[aprssig] netsked

Mike GM1WKR gm1wkr at gmail.com
Mon Jul 11 09:36:51 EDT 2011

Hi Alex,

Thanks again for Cron info ... I'm quite used to cron  on Unix but "3rd Mon"
type things still need to be parsed so a lot of scripting is required.  I'm
really using the "netSked" thing as a learning oppertunity and wish to write
a daemon so I can learn a bit more about process control etc.

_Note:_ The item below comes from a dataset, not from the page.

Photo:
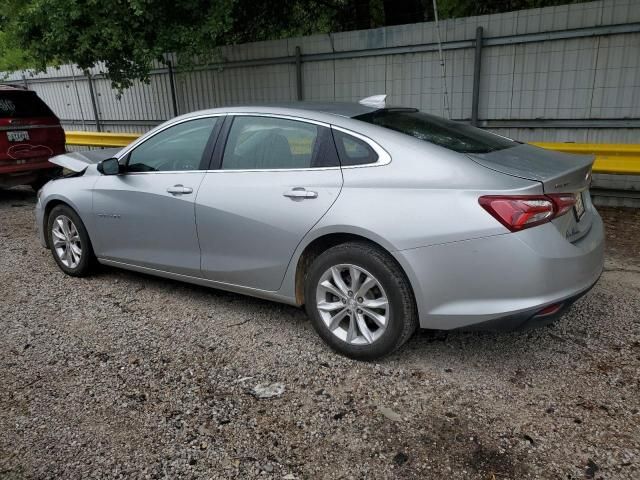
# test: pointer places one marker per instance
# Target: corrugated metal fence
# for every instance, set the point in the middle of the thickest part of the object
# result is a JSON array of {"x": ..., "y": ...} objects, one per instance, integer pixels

I'm also keen to stick to Bobs suggested file format, it is human readable
but more than anything it is a nice problem for a very amateur programmer to
solve ... as this is a self teaching project I don't mind taking the long
road to a short cut ;-)

At this stage I just need the few original questions answered so I know any
packets that reach air are correctly formatted and absolutely within spec.

Cheers & 73,

On 10 July 2011 01:14, Alex Carver <kf4lvz at yahoo.com> wrote:

> >
> > Hi Alex,
> >
> > Thanks for the reply,
> >
> > I think you may have misinderstood, the netSked spec says
> > "FOr example
> > "3/30" indicates it will be transmitted every 3 minutes for
> > 30 minutes. " so
> > it does give transmit interval as well as a duration - I
> > just wanted to
> > check if the duration applies to the beacon start time or
> > the actual net
> > start time.  The file at http://www.aprs.org/info/netsked.txt was
> written in
> > 2008 so I also wanted to check I am looking at the most
> > uptodate spec.
> You're right, I read it very quickly and missed a few words.
> > My comment regarding "Weekday", "Weekend" and "Daily"
> > keywords was a only
> > suggestion to extend Bobs suggested file format - many Nets
> > run daily on
> > weekdays or on weekend days only rather than once a week or
> > every second
> > week.
> I understand I just think that file format isn't really suitable which is
> why I'm suggesting something else entirely.  Dropping some of the fields
> from that file and leaving them in the cron file would work better.
> > Thanks info re Cron.  I'd prefer to write as a daemon
> > (initially in PHP as
> > it's all I'm comfortable with and then try porting to C or
> > even java) so it
> > would be more platform independent.
> Cron is platform independent.  There are crons for Windows, Mac, Linux and
> nearly everything else.  The cron file format is consistent across them all.
>  The script that gets called from cron is the only platform dependent thing
> but cron iteslf is independent.
> C is most certainly not platform independent because libraries are
> different on each platform.  The only way it becomes platform independent is
> to use a shim on the non-POSIX platforms that extends POSIX compliant
> libraries and then code only in POSIX compliant format.  For example, I have
> some C code I wrote that I can compile on Linux and also on Windows assuming
> that is is compiled using Cygwin.  If not, I can't compile for Windows.
> PHP is only platform independent assuming you have a compiled version of
> PHP for that platform.  Even then, it's not truly independent because some
> things such as file paths and dates are not quite the same.  Java has a
> similar problem (not to mention being horribly bloated).